Monday, November 10, 2014

Restoring Danger to Classic Verse

Henry Walters, Field Guide A Tempo: Poems

Susan Sontag, in her 1966 article “Against Interpretation,” inveighed against the tendency, common in schoolroom reading and high-minded academic criticism, of using interpretive heuristics to reduce art to comprehensibility, de-fanging the wolf. Art, she said, should be dangerous; interpretation simply buttresses existing power structures. Or, as Billy Collins writes, “Would anyone care to join me/ in flicking a few pebbles in the direction/ of teachers who are fond of asking the question/ ‘What is the poet trying to say?’”

New Hampshire poet Henry Walters writes poems that resist interpretation. Not that engaged readers can’t recognize more literal meaning in his enigmatic lines. However, there isn’t that essayistic timbre beloved by critics. Walters doesn’t write crossword puzzle clues to solve; he writes Zen koans readers must contemplate. His verses occupy that liminal space just outside knowledge, where we know something has happened, but we must think about it. Poems like “Black Swan Pas de Deux” invite us, not to know, but to contemplate:
Both yes & no,
   I play me & you
play you. A little
  dance-duet. Strange:
wherever you move
  the sound is broken
glass—where I follow
  it’s the running
of blood. To someone
  else I’d say, Keep that
heart shut! Don’t lend that
  song a body! No
chance of staging whole-
  ness without a
whole house of gore
  to answer it.
Not that we couldn’t interpret this poem. Like Bob Dylan lyrics and Hans Holbein paintings, given enough time and motivation we could reduce them to positivist statements of one-to-one absolutes. Yet reading them, we don’t want to neuter Walters’ verses this way. Walters uses quirky phrases, sudden reversals, and metaphors so subtle, you almost miss they’ve happened, to guide readers outside themselves. He invites readers on journeys, where positivist poets (and the critics who love them) expound points.

Henry Walters: poet, classicist, falconer
Throughout, Walters arranges poems into triplets. A brief prose poem leads into a sonnet, usually structured somehow unconventionally—long lines, or visually specific line breaks, or the rhyme only oblique. The third may be free verse, a nonce form, or something different. But Walters never lets readers rest comfy on his patterns. He’ll suddenly flip sequences, or replace the sonnet with quatrains, or drop something. Structure, even self-imposed structure, is for Walters a leaping-off point, never a justification.

A trained classicist, naturalist, and schoolteacher, Walters’ poetry spotlights a perpetual outsider’s feel, a spectator observing humanity from outside its highly constructed boundaries. Perhaps that’s why Walters’ language, even when consistent enough to be controlled, never loses its spontaneity. He watches us watching him watching us. Nowhere does this scrutiny come across more plainly than his centerpiece, the protean long-form “Field Guide”, which combines three voices, a sociological observer, an observed struggling with self-awareness, and “the wind”:
Born of a straightedge & a grafted braid,
I come loping, limping, hungry, humble, looking
For origin & answer. My pied tongue licking
Bootsole, shoeblack, long since hybridized.

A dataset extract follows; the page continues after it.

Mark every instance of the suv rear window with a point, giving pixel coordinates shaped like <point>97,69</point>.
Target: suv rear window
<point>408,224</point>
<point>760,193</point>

Dumpster-eyed, one of the half-breed scavenger brood
With fingered wings & no call, flocking
To a dying animal, I on Pelican
Earth arrive to find, expiring, breeze…
Walters utilizes traditional forms like sonnet, quatrain, and blank verse, situating himself within long-established poetic stanzas. His forms aren’t always obvious, and it’s fun, eight or nine lines in, to realize we’re reading a sonnet. Like fellow classicists A.E. Stallings and Aaron Poochigian, Walters knows ancient forms with intimacy which modern MFA workshops cannot convey. Yet like them, because he knows forms closely, he feels free to disregard imposed rules. He doesn’t serve traditional forms, they serve his vision, as in “Lookout”:
You think of those Roman soldiers standing guard
Somewhere at the edge of their language, a sentry-post
With commanding views of the valley north and west
Out past the nearest hills, horizonward.

No longer colonizing with the sword,
A lighter touch now, running the eyes across
Toothed ridges, muffled in the manifold blues of distance,
Named in the tangled tongues of uncivilized hordes.

And then, September, hawks lift off from those hills,
All aimed in one direction, passing through
Without password, without permission, their fanned tails
Flying colors you’ve never paid attention to
Till now, beautiful, barbarian syllables,
A whole sky, unopposed, invading you.
That’s what Walters does, invade your preconceptions. He includes allusions to Shakespear, the blues, Christian saints; but always, he subverts his allusions’ comfy premises, making the familiar dangerous. As good poetry should, and MFA workshops seldom do, Walters’ verses challenge readers. You emerge from reading somehow changed, often in ways not obvious. He’s still working on me.

1 comment:

  1. Kevin, I really appreciate your reviews and I especially like this one. Thanks for posting.